Do I ┬áthink I am the best? Hell no! In fact, I would love to get more game, insight and have more people to call mentors as I build what I hope is a 20, 30 and beyond year career. I just get upset when I see people not taking full advantage or squandering an opportunity. Daily and hourly, I listen to media personalities. Some are super dope and really putting in work and making the most of their time. Others not so much. The not so much people are the ones that bother me. They are the ones who have gotten a great opportunity and feel the race to be great is over. At least it sounds like that to me. They don’t mind being mediocre, going through the motions or doing just enough. It irks my soul and somedays, I can’t let it go and say nothing about.

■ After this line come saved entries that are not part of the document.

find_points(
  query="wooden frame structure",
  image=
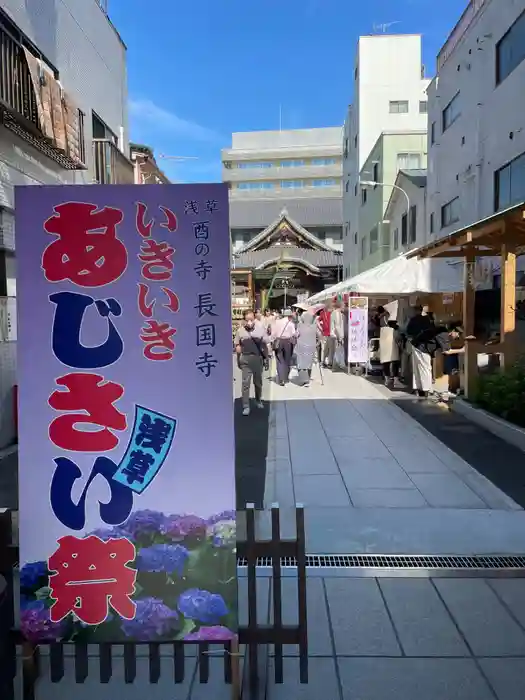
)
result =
(257, 637)
(500, 235)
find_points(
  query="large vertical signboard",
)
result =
(127, 485)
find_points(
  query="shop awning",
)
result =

We live in a time where “popular is the new talent” and now a huge following will make people see a skill-set in you. To a degree, I’m not upset at that. What upsets me is when you get that opportunity and you don’t try to become at least “pretty damn good” at what you were given an opportunity to do. I was told within my first week of media school that it’s about “Who Knows You” and how that will be a huge part in your future opportunities. I’ve watched that happened. Sometimes I can salute it and say “great work!” Other times I’m like “it’s been X amount of years and you’re still not even pretty good at this; Why?”

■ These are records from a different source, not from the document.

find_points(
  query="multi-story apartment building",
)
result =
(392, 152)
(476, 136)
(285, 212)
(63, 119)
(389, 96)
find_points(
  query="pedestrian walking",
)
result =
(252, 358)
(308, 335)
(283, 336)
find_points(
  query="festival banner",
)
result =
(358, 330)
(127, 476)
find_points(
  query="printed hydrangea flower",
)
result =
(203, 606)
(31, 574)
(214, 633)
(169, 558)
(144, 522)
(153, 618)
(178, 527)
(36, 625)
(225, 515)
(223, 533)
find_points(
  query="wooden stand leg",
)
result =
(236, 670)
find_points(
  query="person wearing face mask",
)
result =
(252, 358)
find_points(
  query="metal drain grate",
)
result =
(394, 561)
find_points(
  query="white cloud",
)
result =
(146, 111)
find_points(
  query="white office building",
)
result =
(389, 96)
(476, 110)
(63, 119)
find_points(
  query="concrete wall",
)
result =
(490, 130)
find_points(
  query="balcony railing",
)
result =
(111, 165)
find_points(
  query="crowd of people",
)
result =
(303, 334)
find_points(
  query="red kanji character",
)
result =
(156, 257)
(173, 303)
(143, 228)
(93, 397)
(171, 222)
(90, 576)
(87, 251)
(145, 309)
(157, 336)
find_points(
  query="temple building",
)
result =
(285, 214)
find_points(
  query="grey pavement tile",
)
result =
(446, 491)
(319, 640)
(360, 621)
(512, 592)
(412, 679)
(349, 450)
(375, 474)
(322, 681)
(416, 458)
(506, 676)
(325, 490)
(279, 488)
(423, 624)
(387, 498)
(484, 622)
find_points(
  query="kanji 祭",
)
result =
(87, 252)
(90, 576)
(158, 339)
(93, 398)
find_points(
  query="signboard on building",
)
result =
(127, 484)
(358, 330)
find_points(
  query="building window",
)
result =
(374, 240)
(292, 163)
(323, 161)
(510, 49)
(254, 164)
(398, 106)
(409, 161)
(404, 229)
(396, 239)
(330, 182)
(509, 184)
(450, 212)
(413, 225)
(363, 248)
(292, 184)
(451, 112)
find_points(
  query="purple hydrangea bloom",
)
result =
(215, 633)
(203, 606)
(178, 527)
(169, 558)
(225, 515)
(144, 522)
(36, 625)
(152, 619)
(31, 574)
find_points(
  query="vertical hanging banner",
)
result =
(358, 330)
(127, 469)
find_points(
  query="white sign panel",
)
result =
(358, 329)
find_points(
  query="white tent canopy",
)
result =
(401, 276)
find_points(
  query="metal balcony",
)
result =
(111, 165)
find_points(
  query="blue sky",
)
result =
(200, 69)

My last gig, I wanted to be at bare minimum pretty damn good at everything. I learned my job, the basics of other people’s jobs and then wanted to try my hand at doing those positions or helping. Now, that definitely rubs people the wrong way. Hence why I call it a personal flaw. However, I just think that’s how it should be. We should want to be great and know all that we possibly can in our chosen industries. How will you stay in if you don’t know more than your current job?

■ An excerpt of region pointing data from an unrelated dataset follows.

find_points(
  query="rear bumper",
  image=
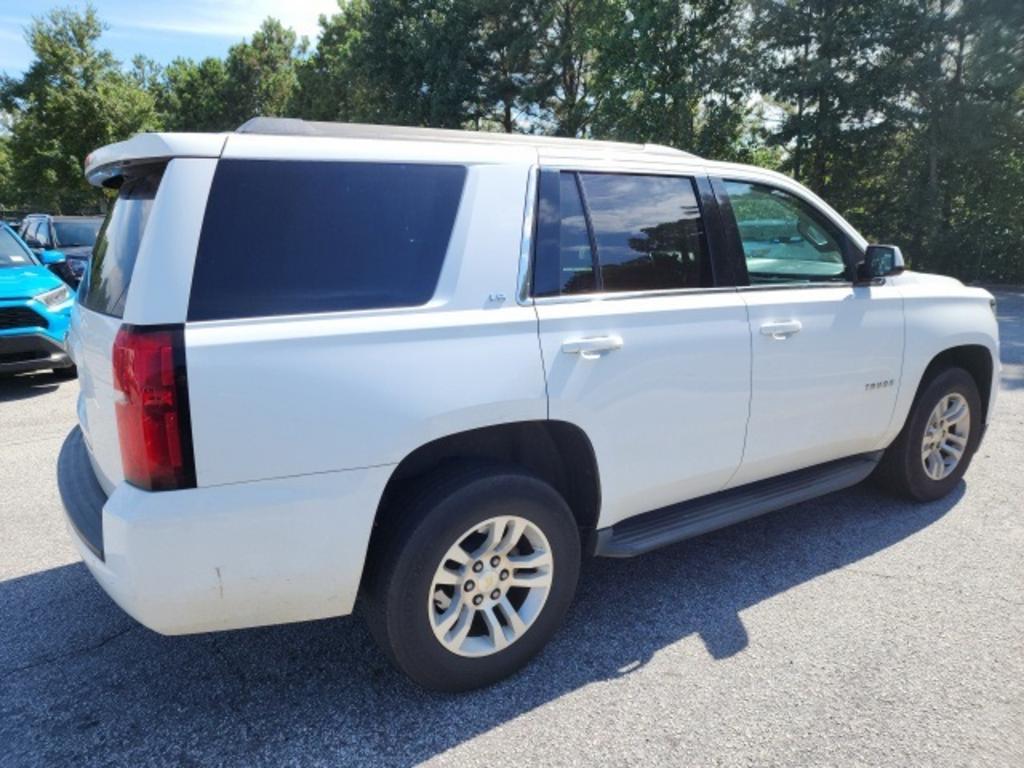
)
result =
(31, 351)
(227, 556)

One day, I’m going to have a social media following so huge that I will get handed a TV or Radio Show just because “I’m popping right now”. When that happens, I’m not going to mail it in. I’m going to practice even more. I’m going to gain more information, write, rehearse and repeat and consume myself with being great at the opportunity provided. I’m going to do that for my right to critique. It’s not even a competition thing for me. I want to be great, so I can say “Dude, you suck!” and the only thing that can be said in return is “Well, everybody can’t be you” or just an insult. I can deal with that. That means the work ethic, the skill and the talent is all there and I am maxing out on it. So when I make a statement of your lack of effort or quality, it really should be taken to heart. The best isn’t always number 1 in this media game, so I don’t feel the need to focus on that. But when it comes to men and women in this game making the most of their time and opportunity. That’s a completely different ball game. That ballgame should always be played to win. Cause now more than ever, there are no guarantees and a wasted opportunity will lead to less chances taken in the future. For years I’ve heard stories of how “so and so” did this and that left a bad taste in my mouth so now “I won’t waste time doing this again.” You’re right, it shouldn’t be that way, but it is. That’s why I hate to see others half ass great opportunities. Opportunities that I would never take lightly or slack on a day.

Yeah, I want to be great for vain reasons. I’ve come to accept that about myself. However, notice how I don’t ever hope or wish anyone fails or never gets a shot. Understand this is me saying that I just want people to try harder. I’m not a hater. I just like to listen, watch and associate myself with quality work. I don’t like this “Popular, Green Ribbon Era”. I’m not out here to earn completion points. I’m trying to be remembered as a legend in whatever I put my effort into. I just wish everybody else felt that way.